The lab experiments consisted of Brazil Tests, i.e. compression of circular disks of ice along their diameter between curved steel plates. The resulting stress was computed everywhere in the disk thanks to a finite-element software named Abaqus, and the result was analyzed with acoustic emissions, which reflections would reveal the presence of absence of microcracks in the disk. The authors ran two types of tests: both with cyclic loading, i.e. oscillating loading, but one with constant amplitude, and the other one with increasing amplitude, i.e. a maximum loading becoming stronger and stronger.

But wait: how to reproduce the conditions of the real ice of these satellites? Well, there are things you cannot do in the lab. Among the problems are: the exact composition of the ice, the temperature, and the excitation frequency.

The authors conducted the experiments in assuming pure water ice. The temperature could be below 150 K (-123°C, or -189°F), which is very challenging in a lab, and the main period of excitation is the orbital one, i.e. 3.5 day… If you want to reproduce 100,000 loading cycles, you should wait some 1,000 years… unfeasible…

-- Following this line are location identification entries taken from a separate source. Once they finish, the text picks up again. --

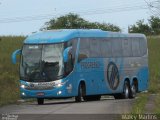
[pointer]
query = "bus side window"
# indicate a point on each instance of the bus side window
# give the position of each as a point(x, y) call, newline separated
point(116, 47)
point(136, 47)
point(143, 46)
point(127, 47)
point(106, 48)
point(83, 49)
point(95, 47)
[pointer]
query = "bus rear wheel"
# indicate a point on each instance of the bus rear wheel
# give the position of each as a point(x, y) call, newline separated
point(93, 98)
point(126, 92)
point(40, 101)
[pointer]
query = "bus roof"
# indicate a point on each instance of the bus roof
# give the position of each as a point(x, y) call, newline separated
point(62, 35)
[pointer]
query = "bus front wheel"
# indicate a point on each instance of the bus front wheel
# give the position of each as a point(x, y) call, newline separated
point(133, 91)
point(40, 101)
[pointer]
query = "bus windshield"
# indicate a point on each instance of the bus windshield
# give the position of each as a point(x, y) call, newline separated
point(42, 63)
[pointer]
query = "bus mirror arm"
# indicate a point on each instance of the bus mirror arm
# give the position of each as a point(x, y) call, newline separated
point(14, 55)
point(66, 54)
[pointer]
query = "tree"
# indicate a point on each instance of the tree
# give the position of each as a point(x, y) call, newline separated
point(140, 27)
point(155, 25)
point(74, 21)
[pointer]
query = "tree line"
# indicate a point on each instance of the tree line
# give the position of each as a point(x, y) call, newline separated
point(74, 21)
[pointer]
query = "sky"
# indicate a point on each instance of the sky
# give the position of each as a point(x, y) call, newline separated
point(23, 17)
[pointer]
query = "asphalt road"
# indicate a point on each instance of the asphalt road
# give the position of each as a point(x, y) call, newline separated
point(68, 109)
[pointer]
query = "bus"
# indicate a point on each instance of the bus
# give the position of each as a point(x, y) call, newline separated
point(82, 63)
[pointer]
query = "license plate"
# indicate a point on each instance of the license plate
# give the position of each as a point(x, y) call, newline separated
point(40, 94)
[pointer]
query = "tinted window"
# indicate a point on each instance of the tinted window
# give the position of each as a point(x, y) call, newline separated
point(84, 49)
point(116, 47)
point(143, 46)
point(106, 47)
point(127, 47)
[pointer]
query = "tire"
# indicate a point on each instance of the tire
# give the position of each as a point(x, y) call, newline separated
point(133, 91)
point(81, 93)
point(126, 90)
point(40, 101)
point(93, 98)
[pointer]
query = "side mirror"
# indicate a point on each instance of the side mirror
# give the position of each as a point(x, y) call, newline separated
point(14, 56)
point(66, 54)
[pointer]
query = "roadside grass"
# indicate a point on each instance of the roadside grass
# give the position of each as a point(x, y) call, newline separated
point(139, 105)
point(9, 91)
point(154, 81)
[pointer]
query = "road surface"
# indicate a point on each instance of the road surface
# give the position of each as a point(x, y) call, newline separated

The authors bypassed these two problems in constraining the product frequency times viscosity to be valid, the viscosity itself depending on the temperature. This resulted in an excitation period of 1 second, and temperatures between 198 and 233 K (-75 to -40°C, or -103 to -40°F). The temperature was maintained thanks to a liquid nitrogen-cooled, ethanol bath cryostat.

And now the results!

No fatigue observed

Indeed, the authors observed no fatigue, i.e. no significant microcracks were detected, which would have altered the material enough, to weaken it. This prompted the authors to discuss the application of their experiments for understanding the crust of the real satellites, and they argue that fatigue could be possible anyway.

Why fatigue may still be possible

As the authors recall, these experiments are not the first ones. Other authors have had a negative result with pure water ice. However, fatigue has been detected on sea ice, which could mean that the presence of salt favors fatigue. And the water ice of icy satellite may not be pure. Salt and other chemical elements may be present. So, even if these experiments did not reveal fatigue, there may be some anyway.

But the motivation for investigating fatigue is that a process was needed to assist the tides to crack the surface. Why necessarily fatigue? Actually, other processes may weaken the material.

How to fracture without fatigue

The explanation is like the most (just a matter of taste) is impacts: when you impact the surface, you break it, which necessarily weakens it. And we know that impacts are ubiquitous in the Solar System. In case of an impact, a megaregolith is created, which is more likely to get fractured. The authors also suggest that the tides may be assisted, at least for Europa, by the super-synchronous rotation possibly suggested by the geometry of the lineae (remember, the cycloids). Another possibility is the large scale inhomogeneities in the surface, which could weaken it at some points.

Anyway, it is a fact that these surfaces are fractured, and the exact explanation for that is still in debate!